How I found it: Barnes & Noble Fangirl Friday
Genre: Young adult; fantasy; comic
Does it pass the Bechdel test? No
Is it a standalone? Yes
So what worked? I love this book it’s SO CUTE. -ahem- I liked the character development. The art style is adorable, and the writing made me laugh out loud so often that my husband got tired of asking me what was so funny. The characters aren’t necessarily people you might meet in the real world, but their conflicts are. They’re so fantastic and yet so utterly human. I like that the ending didn’t tie everything up in a neat little bow, because life is sometimes messy and things aren’t always what we want them to be in the end, and I like it when books reflect that.

It’s also nice to see a female lead who is not conventionally attractive; Nimona is young, sure, but how often does that stop creators from sexualizing a character? She isn’t rail thin, she doesn’t have long blonde hair, she wears a mini-skirt, she swears, she is angry, she is powerful… she is not the elusive so-called ‘perfect’ woman; she’s more real than that. And she’s that much more wonderful for it.

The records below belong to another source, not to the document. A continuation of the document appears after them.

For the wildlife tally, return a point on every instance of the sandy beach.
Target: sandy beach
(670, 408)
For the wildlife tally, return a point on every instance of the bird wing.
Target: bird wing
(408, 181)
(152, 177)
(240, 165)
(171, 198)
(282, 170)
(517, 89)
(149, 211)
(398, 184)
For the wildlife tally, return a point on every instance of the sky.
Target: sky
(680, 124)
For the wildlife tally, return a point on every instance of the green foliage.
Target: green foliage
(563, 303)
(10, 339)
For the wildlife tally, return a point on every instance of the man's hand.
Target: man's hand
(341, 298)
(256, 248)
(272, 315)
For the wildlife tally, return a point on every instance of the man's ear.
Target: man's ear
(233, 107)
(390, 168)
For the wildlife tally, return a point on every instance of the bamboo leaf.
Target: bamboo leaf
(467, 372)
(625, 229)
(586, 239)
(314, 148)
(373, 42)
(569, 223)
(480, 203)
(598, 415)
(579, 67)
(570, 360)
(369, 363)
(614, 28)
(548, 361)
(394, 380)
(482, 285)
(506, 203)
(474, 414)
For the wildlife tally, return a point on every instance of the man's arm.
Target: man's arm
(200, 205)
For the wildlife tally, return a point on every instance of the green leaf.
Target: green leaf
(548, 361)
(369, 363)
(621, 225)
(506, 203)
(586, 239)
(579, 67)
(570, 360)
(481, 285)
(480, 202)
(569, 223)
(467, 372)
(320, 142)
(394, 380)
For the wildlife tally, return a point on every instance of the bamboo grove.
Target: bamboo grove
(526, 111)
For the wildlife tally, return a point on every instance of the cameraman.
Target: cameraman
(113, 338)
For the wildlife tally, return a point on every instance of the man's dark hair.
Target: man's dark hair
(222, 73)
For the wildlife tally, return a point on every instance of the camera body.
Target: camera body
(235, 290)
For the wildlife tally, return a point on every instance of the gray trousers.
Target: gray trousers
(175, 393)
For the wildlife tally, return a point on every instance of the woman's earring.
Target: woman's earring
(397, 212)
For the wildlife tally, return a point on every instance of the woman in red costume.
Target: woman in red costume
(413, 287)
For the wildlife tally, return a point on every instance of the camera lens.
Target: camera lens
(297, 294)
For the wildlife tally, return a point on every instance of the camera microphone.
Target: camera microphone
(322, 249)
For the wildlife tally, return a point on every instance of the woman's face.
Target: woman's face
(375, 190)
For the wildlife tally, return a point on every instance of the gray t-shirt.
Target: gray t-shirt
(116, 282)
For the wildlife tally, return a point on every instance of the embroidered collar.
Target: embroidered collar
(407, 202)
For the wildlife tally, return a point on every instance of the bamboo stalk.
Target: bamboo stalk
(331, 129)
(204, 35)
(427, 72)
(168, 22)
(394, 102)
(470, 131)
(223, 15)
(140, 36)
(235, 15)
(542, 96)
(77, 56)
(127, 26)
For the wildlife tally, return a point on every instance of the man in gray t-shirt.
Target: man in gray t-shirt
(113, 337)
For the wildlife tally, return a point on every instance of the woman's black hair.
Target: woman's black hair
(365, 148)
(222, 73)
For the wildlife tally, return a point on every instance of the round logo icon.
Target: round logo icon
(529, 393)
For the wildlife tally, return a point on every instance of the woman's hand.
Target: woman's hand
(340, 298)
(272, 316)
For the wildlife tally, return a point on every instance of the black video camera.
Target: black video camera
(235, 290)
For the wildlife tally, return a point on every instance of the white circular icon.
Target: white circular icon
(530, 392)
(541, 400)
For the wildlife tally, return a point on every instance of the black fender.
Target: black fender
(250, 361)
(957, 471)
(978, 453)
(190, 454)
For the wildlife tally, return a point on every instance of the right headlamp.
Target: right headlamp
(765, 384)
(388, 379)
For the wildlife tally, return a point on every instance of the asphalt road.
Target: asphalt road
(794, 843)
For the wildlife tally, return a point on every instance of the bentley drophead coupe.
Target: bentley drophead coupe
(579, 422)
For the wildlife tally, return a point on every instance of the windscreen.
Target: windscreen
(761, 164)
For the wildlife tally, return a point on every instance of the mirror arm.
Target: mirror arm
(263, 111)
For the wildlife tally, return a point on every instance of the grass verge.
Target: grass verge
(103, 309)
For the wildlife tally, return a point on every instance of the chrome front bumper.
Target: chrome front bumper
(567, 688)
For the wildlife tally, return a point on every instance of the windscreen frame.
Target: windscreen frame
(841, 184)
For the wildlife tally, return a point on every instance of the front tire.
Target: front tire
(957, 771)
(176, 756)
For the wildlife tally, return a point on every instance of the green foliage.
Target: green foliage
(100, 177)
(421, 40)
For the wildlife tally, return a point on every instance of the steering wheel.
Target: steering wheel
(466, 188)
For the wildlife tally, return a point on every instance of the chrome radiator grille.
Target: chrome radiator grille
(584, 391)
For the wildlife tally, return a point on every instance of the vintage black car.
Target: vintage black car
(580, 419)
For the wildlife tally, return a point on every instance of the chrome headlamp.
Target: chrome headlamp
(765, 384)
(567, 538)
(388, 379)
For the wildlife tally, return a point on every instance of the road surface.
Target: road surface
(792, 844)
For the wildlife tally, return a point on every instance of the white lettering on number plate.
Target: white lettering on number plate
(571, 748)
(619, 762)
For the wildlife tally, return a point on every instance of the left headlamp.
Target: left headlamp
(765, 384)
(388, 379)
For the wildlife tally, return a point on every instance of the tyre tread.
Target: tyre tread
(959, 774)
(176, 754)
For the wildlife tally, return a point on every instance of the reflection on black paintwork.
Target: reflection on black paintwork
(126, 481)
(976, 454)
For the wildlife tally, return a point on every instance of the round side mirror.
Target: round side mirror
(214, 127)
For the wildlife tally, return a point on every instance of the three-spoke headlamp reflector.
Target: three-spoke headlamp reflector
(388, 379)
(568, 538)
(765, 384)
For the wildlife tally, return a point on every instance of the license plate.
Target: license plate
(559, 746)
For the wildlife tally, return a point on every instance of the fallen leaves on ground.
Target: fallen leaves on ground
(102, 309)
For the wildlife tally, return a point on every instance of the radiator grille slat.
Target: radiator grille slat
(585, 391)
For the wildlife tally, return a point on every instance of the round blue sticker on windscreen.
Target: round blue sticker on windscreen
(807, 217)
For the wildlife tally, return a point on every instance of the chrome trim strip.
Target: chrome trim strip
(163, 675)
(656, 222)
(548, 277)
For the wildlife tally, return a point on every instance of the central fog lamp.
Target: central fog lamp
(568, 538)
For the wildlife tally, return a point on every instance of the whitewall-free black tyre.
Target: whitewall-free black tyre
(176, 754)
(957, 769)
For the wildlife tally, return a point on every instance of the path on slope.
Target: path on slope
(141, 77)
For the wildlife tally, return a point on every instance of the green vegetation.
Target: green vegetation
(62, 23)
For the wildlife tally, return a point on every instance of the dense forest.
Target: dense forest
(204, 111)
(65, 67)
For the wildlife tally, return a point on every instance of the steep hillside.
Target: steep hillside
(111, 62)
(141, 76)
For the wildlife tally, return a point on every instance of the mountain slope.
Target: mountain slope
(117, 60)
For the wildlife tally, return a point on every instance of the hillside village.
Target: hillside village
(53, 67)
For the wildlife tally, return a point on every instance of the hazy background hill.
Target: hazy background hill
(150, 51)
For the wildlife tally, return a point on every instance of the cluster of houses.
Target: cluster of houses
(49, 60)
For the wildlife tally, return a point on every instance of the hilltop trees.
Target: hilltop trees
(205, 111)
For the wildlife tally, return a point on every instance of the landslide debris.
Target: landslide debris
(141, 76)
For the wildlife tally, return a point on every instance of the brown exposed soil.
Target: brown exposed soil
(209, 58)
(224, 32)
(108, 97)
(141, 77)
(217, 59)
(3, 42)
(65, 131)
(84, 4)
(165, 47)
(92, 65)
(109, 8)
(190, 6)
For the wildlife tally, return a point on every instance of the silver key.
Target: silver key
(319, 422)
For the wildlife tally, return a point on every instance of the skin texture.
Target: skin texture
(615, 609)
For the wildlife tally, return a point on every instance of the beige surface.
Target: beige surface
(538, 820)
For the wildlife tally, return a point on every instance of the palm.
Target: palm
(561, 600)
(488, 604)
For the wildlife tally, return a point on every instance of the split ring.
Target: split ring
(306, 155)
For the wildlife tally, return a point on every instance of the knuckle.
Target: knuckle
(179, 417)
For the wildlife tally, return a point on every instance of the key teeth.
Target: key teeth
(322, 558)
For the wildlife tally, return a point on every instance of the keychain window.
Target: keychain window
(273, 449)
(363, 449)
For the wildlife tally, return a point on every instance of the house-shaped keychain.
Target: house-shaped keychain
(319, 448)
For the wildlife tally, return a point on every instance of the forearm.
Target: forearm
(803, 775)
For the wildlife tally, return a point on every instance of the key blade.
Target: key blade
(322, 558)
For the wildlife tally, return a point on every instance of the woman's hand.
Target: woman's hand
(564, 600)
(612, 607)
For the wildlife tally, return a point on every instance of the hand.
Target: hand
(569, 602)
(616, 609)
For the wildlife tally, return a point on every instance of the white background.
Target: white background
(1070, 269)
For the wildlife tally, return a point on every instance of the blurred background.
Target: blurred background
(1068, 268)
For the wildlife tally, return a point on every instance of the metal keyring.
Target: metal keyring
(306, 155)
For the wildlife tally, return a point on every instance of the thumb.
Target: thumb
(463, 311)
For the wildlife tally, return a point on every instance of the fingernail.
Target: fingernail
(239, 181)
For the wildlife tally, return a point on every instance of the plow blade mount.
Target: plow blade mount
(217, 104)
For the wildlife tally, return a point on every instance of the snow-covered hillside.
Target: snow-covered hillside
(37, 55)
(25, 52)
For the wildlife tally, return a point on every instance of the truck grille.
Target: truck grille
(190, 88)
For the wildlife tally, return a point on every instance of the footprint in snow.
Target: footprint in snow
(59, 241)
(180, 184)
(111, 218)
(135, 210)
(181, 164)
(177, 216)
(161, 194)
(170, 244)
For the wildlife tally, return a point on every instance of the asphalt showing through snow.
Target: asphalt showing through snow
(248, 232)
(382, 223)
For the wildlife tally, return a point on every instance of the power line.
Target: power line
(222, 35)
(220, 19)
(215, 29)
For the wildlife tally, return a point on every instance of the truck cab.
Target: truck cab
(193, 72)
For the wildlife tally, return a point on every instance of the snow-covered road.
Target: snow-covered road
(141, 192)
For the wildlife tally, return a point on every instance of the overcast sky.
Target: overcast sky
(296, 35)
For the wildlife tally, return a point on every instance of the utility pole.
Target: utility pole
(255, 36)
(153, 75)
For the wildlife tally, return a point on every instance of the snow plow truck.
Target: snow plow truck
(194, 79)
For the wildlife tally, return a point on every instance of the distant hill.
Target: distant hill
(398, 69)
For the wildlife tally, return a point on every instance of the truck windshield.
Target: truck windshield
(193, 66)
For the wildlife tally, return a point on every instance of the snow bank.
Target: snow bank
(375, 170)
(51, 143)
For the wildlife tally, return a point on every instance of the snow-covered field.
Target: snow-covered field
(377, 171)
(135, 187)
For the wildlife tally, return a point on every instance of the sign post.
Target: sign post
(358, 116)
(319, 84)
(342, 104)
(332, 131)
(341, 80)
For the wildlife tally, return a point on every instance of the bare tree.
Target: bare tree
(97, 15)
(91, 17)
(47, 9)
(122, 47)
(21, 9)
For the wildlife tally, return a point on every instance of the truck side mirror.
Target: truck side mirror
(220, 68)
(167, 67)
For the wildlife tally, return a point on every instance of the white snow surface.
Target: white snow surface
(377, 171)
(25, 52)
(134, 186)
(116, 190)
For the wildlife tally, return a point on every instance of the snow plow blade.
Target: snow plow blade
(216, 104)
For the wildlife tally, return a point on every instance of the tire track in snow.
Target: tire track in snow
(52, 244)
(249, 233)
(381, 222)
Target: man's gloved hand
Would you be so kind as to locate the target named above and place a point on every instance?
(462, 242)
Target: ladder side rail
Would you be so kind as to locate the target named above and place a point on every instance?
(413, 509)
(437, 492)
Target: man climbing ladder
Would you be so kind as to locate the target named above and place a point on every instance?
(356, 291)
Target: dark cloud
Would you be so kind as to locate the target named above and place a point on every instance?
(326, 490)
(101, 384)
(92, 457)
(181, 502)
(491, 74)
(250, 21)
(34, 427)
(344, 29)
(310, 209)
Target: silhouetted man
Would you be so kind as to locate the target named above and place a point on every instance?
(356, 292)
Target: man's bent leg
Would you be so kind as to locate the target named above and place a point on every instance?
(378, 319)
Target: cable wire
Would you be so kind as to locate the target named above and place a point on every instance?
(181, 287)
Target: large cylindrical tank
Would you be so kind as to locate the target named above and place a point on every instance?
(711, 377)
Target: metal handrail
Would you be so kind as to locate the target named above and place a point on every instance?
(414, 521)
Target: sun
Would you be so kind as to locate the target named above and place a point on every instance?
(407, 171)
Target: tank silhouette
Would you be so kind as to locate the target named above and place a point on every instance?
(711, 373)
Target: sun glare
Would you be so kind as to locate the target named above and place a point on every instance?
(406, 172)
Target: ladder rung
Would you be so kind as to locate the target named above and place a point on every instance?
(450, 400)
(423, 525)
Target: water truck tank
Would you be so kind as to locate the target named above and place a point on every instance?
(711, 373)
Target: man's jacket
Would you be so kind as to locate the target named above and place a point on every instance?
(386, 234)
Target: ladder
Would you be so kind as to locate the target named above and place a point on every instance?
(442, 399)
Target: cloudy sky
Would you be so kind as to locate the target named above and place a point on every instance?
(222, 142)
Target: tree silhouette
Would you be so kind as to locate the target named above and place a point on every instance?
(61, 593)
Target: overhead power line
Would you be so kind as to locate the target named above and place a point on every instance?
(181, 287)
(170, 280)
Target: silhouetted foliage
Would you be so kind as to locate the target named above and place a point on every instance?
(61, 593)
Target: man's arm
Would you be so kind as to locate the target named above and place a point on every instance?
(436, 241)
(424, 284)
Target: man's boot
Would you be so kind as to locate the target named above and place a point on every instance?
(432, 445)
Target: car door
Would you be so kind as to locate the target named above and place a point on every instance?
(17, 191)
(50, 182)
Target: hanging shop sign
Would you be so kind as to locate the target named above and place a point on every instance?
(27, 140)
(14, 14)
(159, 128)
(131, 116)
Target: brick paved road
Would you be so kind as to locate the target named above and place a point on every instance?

Physically, the book is really high quality. The pages are thick enough but not too thick, the colors are vibrant, and overall it feels like an excellent investment for a paperback. As a migraine sufferer, I also really appreciated that the pages weren’t shiny enough to make my lamp glare off them.
What didn’t work? Some of the pages were a little close to the binding which made a few of the panels difficult to read, but probably only because I hate opening paperback books too far and risking cracking the spine. And, selfishly, I wish there were more to read. I want to know everything about Nimona. And yet, life doesn’t always give you closure.

Overall: I really enjoyed this book. On the surface, it’s a cute comic that’s a relatively quick and definitely fun read. But really, it’s an excellent look at relationships, heartbreak, forgiveness, character, acceptance, and so much more. It’s definitely worth a read.